Nowadays, Fred wishes it were that simple, though for the most part, the guys were right. There is a big conspiracy of folks out to get you, though no matter what Joey's dad said, it isn't the International Jewish one. Joey's dad was a big-time John Bircher, and even when Fred had been pissed about the stupid things Joey's dad said, she couldn't get Joey to stop saying them. Of course, the guys would be surprised to find out the conspiracy is real and that Fred Burkle, little Fred, has joined it, but that's neither here nor there.

Fred misses her guys, and her world, and is relaxed by the smell of the smoke in the air, so she walks through the party and looks for people she might like. Knox invited her yesterday, but the minute they'd walked through the door, he'd seen some fellow geekanerds and disappeared. So Fred's on her own, not that she minds all that much, and everyone looks a little goofy. Like Willow said, the problem with stoner parties is that everyone's a stoner.

So when she sees this guy, a little guy strumming a guitar and wearing his hair in blue spikes and an Adult Swim t-shirt, it's like a little bell goes off. The bell of approval: this is the guy she's been looking to talk to all night. And so Fred takes a cup of the red punch, which is clearly Everclear-based, and sits down on a grungy white couch covered with a purple velveteen drop cloth.
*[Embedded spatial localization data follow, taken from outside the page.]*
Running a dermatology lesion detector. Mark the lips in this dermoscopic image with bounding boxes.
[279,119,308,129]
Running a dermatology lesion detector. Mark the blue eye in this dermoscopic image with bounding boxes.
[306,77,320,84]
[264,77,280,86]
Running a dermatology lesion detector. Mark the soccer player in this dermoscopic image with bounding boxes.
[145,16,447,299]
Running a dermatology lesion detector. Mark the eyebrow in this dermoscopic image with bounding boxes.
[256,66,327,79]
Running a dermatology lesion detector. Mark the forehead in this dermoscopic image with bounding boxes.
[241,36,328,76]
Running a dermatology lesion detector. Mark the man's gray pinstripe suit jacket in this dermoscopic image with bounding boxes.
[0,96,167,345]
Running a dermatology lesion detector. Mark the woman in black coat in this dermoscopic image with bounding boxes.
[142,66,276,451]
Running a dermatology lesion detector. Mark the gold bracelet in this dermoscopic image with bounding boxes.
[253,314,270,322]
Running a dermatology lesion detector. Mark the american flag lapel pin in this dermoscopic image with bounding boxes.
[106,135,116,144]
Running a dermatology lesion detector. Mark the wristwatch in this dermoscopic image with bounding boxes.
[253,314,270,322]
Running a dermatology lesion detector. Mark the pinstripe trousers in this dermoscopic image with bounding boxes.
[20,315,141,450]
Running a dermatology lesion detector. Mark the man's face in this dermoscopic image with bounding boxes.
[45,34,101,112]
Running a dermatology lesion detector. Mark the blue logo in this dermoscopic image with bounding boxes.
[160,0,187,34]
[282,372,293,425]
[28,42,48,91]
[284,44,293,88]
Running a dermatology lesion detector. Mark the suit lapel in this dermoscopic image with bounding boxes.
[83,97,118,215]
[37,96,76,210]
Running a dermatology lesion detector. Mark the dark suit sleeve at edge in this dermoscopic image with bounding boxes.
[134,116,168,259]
"Hey," she says with a smile. "Cool guitar."

He looks up, and for a second, Fred thinks he's sniffing her, but that's crazy. Couldn't be. Too creepy to be for real outside of the office, and when he smiles at her all low-key, Fred's tensed-up endocrine system calms down. She's seeing things. Wolfram and Hart paranoia getting to her.

"Thanks," he says. "Oz."

This is apparently his name. Or maybe the guitar's, but Fred decides to play it chill and assume it's his name. "Fred."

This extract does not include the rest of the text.